Shoulder dislocations can occur in different types. Anterior dislocation is seen in more than 95% of cases involve a shoulder dislocation (Figure 1). The head of the humerus lies anterior to the glenoid. It is often found with a combination of labral tear, greater tuberosity fractures or fractures of the humeral head called Hill-Sachs Lesion.
Posterior dislocations are usually associated with seizures or electrical shock and are often missed on radiographs. With posterior shoulder dislocations, there is a lack of external rotation movement at the shoulder joint. Posterior dislocations will dislocate straight posterior, only 5% of shoulder dislocations are posterior (Figure 2)
The main complication with an anterior dislocation is recurrence in the young, and a cuff tear in the elderly. The main complication with a posterior dislocation is that it is missed.
An inferior dislocation of the shoulder is rare. Less than 1% of the cases are inferior and the dislocation occurs by an abduction force where the humerus abuts the acromion and the humeral head is delivered out of the inferior glenoid (Figure 3).

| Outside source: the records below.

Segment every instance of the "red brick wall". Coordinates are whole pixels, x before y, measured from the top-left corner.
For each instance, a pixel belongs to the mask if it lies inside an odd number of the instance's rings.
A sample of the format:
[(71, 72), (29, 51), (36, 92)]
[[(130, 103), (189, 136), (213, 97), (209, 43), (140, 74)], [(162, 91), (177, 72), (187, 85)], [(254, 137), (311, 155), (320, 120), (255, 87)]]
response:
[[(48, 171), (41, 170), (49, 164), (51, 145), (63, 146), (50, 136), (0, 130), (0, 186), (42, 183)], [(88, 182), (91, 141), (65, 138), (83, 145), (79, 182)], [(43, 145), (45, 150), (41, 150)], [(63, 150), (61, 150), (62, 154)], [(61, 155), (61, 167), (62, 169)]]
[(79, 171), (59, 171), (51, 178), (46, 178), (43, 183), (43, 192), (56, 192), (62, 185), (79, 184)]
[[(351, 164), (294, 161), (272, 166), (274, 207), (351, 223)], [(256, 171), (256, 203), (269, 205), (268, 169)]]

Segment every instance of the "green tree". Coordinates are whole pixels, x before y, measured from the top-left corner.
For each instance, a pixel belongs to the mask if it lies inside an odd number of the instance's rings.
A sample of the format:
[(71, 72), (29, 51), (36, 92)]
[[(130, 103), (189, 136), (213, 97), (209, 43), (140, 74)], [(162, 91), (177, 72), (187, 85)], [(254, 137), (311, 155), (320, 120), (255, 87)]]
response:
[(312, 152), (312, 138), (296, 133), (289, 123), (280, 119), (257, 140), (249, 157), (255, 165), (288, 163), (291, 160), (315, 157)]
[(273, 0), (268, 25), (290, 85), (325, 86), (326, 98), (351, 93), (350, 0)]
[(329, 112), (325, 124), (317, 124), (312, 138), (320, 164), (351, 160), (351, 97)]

The position of the arm is overhead with the shoulder in full abduction and the elbow is usually flexed (Figure 4). The patient’s arm is stuck, mimicking The Statue of Liberty.

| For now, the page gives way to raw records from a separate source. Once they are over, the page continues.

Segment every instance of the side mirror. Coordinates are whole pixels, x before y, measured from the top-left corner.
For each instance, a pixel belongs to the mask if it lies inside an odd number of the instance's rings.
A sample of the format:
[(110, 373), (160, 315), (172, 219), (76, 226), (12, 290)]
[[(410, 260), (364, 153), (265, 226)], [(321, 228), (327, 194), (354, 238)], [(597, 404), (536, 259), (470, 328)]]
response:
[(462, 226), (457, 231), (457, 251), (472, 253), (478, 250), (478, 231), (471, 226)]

Neurovascular problems are common, especially injury to the axillary nerve, but injury usually resolves itself spontaneously (Figure 5). The physician will examine the patient before and after manipulation of the dislocation.

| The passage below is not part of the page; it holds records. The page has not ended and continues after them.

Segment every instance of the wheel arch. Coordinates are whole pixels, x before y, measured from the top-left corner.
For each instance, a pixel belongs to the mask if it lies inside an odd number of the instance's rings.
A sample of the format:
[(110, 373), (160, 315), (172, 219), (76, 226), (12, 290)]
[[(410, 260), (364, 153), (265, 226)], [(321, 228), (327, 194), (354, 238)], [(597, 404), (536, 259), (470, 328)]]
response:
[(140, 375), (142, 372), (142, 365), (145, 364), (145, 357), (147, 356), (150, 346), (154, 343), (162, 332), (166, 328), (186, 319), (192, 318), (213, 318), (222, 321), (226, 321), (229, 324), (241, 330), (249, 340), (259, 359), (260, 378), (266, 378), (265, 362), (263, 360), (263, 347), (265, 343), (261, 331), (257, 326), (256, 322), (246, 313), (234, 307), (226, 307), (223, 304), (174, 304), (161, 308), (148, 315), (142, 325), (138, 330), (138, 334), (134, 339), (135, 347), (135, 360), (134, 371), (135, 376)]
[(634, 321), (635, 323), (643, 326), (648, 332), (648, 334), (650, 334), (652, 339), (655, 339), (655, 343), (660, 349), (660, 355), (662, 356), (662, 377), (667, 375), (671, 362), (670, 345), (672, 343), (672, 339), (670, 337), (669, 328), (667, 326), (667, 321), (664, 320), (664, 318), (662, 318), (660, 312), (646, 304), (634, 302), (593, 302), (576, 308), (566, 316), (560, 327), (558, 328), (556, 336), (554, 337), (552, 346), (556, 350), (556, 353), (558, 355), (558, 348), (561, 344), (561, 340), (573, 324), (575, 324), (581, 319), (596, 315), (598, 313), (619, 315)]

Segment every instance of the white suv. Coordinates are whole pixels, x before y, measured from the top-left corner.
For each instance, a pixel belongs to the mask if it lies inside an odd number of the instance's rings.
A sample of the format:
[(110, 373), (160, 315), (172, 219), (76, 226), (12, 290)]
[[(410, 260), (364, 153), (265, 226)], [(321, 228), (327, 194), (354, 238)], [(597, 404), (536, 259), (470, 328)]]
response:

Other associated injuries are common, such as a greater tuberosity fracture, tears of the rotation cuff (more common in the elderly), or a labral tear (Figure 6).
To treat an inferior shoulder dislocation the physician will do a closed reduction and immobilization. Surgery may be needed for a repair or reconstruction of the cuff and the labrum. This injury is interesting, unique and rare.